Merge branch '0.5.0' into feat/RAAE-599/distance-normalization

rbs333 · web-flow · commit 15cfeba7fedd · 2025-03-27T10:10:32.000-04:00
diff --git a/redisvl/query/query.py b/redisvl/query/query.py
diff --git a/redisvl/utils/log.py b/redisvl/utils/log.py
@@ -3,7 +3,6 @@
 
 import coloredlogs
 
-# constants for logging
 coloredlogs.DEFAULT_DATE_FORMAT = "%H:%M:%S"

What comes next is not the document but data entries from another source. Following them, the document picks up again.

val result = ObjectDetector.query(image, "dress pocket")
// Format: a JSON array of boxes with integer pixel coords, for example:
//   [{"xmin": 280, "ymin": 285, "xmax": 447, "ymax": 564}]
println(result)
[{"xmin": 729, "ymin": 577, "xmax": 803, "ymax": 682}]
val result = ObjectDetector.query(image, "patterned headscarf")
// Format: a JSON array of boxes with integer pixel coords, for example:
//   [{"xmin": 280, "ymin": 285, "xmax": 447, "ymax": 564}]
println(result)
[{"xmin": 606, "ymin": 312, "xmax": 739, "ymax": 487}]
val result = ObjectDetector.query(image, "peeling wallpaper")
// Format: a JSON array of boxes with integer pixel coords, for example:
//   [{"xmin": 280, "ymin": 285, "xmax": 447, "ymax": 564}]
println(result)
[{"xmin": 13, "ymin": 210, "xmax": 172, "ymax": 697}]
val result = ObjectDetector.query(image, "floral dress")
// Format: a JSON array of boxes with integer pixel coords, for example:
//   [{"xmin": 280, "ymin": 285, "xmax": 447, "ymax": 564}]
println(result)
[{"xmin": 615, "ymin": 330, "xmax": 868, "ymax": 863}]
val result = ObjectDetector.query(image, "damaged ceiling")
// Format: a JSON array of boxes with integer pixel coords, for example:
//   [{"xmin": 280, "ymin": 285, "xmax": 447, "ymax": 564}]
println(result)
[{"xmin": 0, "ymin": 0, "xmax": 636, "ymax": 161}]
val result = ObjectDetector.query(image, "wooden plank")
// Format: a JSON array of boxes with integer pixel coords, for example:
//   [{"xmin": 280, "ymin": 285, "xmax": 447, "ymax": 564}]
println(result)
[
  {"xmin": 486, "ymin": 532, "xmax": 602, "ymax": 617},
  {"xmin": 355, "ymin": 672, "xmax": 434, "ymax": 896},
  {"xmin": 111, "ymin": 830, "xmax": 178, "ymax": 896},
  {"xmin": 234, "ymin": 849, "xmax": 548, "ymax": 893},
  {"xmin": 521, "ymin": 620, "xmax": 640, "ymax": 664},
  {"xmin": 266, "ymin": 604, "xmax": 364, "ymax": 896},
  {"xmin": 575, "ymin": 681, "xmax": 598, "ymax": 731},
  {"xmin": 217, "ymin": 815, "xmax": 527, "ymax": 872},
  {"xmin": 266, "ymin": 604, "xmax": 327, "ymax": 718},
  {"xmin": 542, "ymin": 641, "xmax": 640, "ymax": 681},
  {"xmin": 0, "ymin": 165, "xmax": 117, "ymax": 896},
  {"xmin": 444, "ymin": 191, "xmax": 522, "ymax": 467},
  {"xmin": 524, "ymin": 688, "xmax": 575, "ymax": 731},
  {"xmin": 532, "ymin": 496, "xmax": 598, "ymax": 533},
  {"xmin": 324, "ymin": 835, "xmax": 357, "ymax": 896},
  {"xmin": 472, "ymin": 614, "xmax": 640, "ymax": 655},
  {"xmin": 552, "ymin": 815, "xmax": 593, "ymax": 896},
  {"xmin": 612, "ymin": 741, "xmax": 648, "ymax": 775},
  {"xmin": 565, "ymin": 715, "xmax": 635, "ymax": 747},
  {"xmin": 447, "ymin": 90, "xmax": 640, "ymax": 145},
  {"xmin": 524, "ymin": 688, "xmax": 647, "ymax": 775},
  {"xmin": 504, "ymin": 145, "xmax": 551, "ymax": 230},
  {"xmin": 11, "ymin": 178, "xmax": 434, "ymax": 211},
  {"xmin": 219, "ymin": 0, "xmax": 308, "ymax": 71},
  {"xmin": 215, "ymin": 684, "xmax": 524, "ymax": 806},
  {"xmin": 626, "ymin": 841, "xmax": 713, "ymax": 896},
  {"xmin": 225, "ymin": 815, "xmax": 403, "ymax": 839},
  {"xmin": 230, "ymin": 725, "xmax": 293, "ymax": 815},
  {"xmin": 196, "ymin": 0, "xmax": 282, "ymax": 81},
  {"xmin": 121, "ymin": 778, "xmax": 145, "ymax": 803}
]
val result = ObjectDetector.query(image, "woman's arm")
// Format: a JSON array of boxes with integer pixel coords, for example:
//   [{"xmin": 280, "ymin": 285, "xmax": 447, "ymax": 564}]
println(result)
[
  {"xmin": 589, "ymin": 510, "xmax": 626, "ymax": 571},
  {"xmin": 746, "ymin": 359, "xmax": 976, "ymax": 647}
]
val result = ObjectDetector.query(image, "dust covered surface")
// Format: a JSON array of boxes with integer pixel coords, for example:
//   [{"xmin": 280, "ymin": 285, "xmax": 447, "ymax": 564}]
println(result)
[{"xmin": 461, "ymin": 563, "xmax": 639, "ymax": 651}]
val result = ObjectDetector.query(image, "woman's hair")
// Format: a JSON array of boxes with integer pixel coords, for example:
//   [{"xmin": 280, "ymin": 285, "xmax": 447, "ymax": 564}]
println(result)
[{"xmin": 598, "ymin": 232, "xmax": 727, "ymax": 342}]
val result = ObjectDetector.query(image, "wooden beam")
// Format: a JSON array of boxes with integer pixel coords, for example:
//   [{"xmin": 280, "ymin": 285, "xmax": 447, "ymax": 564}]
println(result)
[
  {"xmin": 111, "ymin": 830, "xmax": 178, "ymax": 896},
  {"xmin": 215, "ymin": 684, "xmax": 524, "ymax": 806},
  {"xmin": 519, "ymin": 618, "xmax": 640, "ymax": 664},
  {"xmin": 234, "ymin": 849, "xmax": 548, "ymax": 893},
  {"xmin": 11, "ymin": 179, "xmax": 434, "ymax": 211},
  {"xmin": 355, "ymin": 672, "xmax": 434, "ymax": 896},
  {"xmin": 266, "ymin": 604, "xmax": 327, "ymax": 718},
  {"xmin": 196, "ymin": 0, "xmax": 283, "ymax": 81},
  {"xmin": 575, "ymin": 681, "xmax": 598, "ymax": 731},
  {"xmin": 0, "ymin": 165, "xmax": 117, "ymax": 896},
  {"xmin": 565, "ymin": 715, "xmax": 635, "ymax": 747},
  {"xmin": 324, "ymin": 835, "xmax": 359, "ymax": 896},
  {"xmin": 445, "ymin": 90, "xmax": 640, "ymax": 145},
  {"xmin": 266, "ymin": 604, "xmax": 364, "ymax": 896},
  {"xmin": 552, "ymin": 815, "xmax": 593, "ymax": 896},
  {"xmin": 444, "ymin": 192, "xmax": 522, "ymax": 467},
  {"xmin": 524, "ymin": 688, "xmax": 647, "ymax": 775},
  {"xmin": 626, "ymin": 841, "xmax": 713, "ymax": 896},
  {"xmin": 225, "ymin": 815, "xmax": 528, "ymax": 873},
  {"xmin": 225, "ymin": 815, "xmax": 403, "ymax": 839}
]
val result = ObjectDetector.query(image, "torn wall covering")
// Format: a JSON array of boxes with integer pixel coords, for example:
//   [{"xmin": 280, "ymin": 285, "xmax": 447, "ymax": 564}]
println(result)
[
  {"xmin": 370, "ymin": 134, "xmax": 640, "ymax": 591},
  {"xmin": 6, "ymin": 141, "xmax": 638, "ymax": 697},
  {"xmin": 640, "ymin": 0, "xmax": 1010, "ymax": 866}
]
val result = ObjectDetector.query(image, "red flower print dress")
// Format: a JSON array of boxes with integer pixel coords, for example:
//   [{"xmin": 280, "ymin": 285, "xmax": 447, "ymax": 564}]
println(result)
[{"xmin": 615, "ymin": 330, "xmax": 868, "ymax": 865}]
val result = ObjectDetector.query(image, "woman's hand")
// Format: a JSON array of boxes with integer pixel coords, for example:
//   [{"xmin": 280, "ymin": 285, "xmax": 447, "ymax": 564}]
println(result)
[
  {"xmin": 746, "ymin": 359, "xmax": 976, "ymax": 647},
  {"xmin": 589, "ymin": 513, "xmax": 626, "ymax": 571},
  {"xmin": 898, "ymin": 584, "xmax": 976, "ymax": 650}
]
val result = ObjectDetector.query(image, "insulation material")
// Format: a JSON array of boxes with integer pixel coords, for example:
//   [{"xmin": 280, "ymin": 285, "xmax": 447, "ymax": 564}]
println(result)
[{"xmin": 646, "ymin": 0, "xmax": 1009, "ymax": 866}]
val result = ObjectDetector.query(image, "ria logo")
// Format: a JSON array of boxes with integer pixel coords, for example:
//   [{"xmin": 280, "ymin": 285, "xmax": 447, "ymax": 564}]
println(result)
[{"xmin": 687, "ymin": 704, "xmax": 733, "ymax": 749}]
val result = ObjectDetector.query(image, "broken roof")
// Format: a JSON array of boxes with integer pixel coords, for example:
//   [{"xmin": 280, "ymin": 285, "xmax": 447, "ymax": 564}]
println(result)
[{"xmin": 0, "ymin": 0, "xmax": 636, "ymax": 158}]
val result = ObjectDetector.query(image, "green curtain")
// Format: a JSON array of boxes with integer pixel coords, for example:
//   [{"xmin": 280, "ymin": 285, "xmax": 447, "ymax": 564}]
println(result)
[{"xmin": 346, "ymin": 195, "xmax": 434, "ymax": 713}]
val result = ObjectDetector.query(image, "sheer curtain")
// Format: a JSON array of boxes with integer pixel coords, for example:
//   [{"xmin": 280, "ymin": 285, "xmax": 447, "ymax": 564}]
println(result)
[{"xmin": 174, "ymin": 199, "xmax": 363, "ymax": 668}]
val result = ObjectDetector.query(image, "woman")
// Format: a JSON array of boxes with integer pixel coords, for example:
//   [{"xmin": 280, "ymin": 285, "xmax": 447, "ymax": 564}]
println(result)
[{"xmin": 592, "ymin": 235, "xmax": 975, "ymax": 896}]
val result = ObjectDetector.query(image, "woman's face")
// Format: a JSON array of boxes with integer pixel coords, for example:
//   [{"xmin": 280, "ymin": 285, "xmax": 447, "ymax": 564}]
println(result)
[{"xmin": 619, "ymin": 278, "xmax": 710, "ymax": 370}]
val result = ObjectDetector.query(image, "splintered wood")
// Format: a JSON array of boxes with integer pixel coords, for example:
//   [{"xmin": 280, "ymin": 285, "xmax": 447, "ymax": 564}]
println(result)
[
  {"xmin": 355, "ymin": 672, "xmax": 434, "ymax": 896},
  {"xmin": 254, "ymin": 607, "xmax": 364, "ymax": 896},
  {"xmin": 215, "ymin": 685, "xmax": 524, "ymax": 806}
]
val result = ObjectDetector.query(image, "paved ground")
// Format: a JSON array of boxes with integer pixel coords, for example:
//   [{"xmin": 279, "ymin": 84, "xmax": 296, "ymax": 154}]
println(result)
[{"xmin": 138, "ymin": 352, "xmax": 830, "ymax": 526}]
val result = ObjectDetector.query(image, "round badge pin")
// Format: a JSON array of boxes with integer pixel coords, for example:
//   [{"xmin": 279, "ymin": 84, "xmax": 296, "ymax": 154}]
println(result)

 coloredlogs.DEFAULT_LOG_FORMAT = "%(asctime)s %(name)s %(levelname)s   %(message)s"
 
@@ -15,5 +14,16 @@ def get_logger(name, log_level="info", fmt=None):
     name = "RedisVL" if log_level == "debug" else name
 
     logger = logging.getLogger(name)
-    coloredlogs.install(level=log_level, logger=logger, fmt=fmt, stream=sys.stdout)
+
+    # Only configure this specific logger, not the root logger
+    # Check if the logger already has handlers to respect existing configuration
+    if not logger.handlers:
+        coloredlogs.install(
+            level=log_level,
+            logger=logger,  # Pass the specific logger
+            fmt=fmt,
+            stream=sys.stdout,
+            isatty=True,  # Only use colors when supported
+            reconfigure=False,  # Don't reconfigure existing loggers
+        )
     return logger
diff --git a/redisvl/utils/optimize/__init__.py b/redisvl/utils/optimize/__init__.py
@@ -1,12 +1,12 @@
 from redisvl.utils.optimize.base import BaseThresholdOptimizer, EvalMetric
 from redisvl.utils.optimize.cache import CacheThresholdOptimizer
 from redisvl.utils.optimize.router import RouterThresholdOptimizer
-from redisvl.utils.optimize.schema import TestData
+from redisvl.utils.optimize.schema import LabeledData
 
 __all__ = [
     "CacheThresholdOptimizer",
     "RouterThresholdOptimizer",
     "EvalMetric",
     "BaseThresholdOptimizer",
-    "TestData",
+    "LabeledData",
 ]
diff --git a/redisvl/utils/optimize/cache.py b/redisvl/utils/optimize/cache.py
@@ -6,11 +6,11 @@
 from redisvl.extensions.llmcache.semantic import SemanticCache
 from redisvl.query import RangeQuery
 from redisvl.utils.optimize.base import BaseThresholdOptimizer, EvalMetric
-from redisvl.utils.optimize.schema import TestData
+from redisvl.utils.optimize.schema import LabeledData
 from redisvl.utils.optimize.utils import NULL_RESPONSE_KEY, _format_qrels
 
 
-def _generate_run_cache(test_data: List[TestData], threshold: float) -> Run:
+def _generate_run_cache(test_data: List[LabeledData], threshold: float) -> Run:
     """Format observed data for evaluation with ranx"""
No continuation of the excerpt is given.